1. Analyze the definition of the function \( f(x) \):

   The function \( f(x) \) is defined as: \( f(x) = \begin{cases} \lim\limits_{h \rightarrow 0} \frac{(x+h)\sin(\frac{1}{x}+h)-x\sin\frac{1}{x}}{h}, & x \ne 0 \\ 0, & x = 0 \end{cases} \)

2. Compute the derivative for \( x \neq 0 \), using the standard derivative rules and limits:

   For \( x \neq 0 \), the expression is essentially the definition of a derivative of \( f(x) = x \sin(\frac{1}{x}) \).

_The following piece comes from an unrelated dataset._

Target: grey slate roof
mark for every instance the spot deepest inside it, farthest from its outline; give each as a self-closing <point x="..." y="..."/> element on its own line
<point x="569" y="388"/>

The derivative would be: \[ \frac{d}{dx}(x \sin(\frac{1}{x})) = \sin\left(\frac{1}{x}\right) - \cos\left(\frac{1}{x}\right) \cdot \frac{1}{x} \]

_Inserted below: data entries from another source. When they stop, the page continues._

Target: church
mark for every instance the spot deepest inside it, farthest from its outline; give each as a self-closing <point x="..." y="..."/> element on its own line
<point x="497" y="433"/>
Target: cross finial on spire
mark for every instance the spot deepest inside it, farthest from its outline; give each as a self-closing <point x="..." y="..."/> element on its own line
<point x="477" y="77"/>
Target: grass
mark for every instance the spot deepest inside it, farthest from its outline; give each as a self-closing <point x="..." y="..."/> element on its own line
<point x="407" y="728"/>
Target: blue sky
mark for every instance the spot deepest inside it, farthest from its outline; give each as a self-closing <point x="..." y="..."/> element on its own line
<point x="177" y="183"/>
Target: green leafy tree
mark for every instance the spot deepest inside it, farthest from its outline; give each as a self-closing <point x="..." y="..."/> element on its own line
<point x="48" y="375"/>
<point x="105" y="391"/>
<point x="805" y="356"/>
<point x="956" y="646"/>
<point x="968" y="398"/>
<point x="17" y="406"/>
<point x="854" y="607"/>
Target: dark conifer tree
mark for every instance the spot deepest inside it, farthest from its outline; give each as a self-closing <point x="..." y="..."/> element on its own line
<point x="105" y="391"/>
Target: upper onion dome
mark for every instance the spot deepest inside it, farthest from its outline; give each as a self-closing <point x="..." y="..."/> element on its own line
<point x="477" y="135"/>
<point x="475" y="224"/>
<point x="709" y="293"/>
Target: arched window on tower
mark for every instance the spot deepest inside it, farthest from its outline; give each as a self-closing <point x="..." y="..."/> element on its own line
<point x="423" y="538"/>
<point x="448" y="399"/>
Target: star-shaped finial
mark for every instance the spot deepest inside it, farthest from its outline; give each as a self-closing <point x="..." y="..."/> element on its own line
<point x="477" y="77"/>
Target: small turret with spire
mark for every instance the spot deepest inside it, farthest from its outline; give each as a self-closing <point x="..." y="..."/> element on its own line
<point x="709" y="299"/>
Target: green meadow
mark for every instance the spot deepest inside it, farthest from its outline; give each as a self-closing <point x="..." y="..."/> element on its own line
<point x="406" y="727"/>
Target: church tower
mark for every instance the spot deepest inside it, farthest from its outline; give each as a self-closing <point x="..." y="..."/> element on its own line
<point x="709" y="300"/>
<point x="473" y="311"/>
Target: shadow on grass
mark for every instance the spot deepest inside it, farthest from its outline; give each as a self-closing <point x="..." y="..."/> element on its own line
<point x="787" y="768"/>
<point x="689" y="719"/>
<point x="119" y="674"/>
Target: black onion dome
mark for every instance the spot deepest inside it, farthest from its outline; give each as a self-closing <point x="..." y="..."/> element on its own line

3. Evaluate the statements:
   • For \( f\left(\frac{2}{\pi}\right) = 1 \):

     Substitute \( x = \frac{2}{\pi} \) in the derivative expression: \[ f\left(\frac{2}{\pi}\right) = \sin(\pi) - \cos(\pi) \cdot \frac{\pi}{2} = 0 - (-1) \cdot \frac{\pi}{2} = 1 \] Therefore, this statement is true.

   • For \( f\left(\frac{1}{\pi}\right) = \frac{1}{\pi} \):

     Substitute \( x = \frac{1}{\pi} \) in the derivative expression: \[ f\left(\frac{1}{\pi}\right) = \sin(1) - \cos(1) \cdot \pi \] Since \(\sin(1) - \cos(1) \cdot \pi \neq \frac{1}{\pi}\), this statement is not true.

   • For \( f\left(-\frac{2}{\pi}\right) = -1 \):

     Substitute \( x = -\frac{2}{\pi} \) in the derivative expression: \[ f\left(-\frac{2}{\pi}\right) = \sin(-\pi) - \cos(-\pi) \cdot \frac{\pi}{2} = 0 - 1 \cdot \frac{\pi}{2} = -1 \] Therefore, this statement is true.

   • For continuity at \( x = 0 \):

     The function value at \( x = 0 \) is \( f(0) = 0 \). To check continuity, evaluate the limit: \[ \lim_{x \to 0} f(x) = \lim_{x \to 0} \left(\sin\left(\frac{1}{x}\right) - \cos\left(\frac{1}{x}\right) \cdot \frac{1}{x}\right) \] This does not exist, indicating discontinuity at \( x = 0 \). Therefore, this statement is true.

Conclusion: The statement \(f(\frac{1}{\pi})=\frac{1}{\pi}\) is NOT true.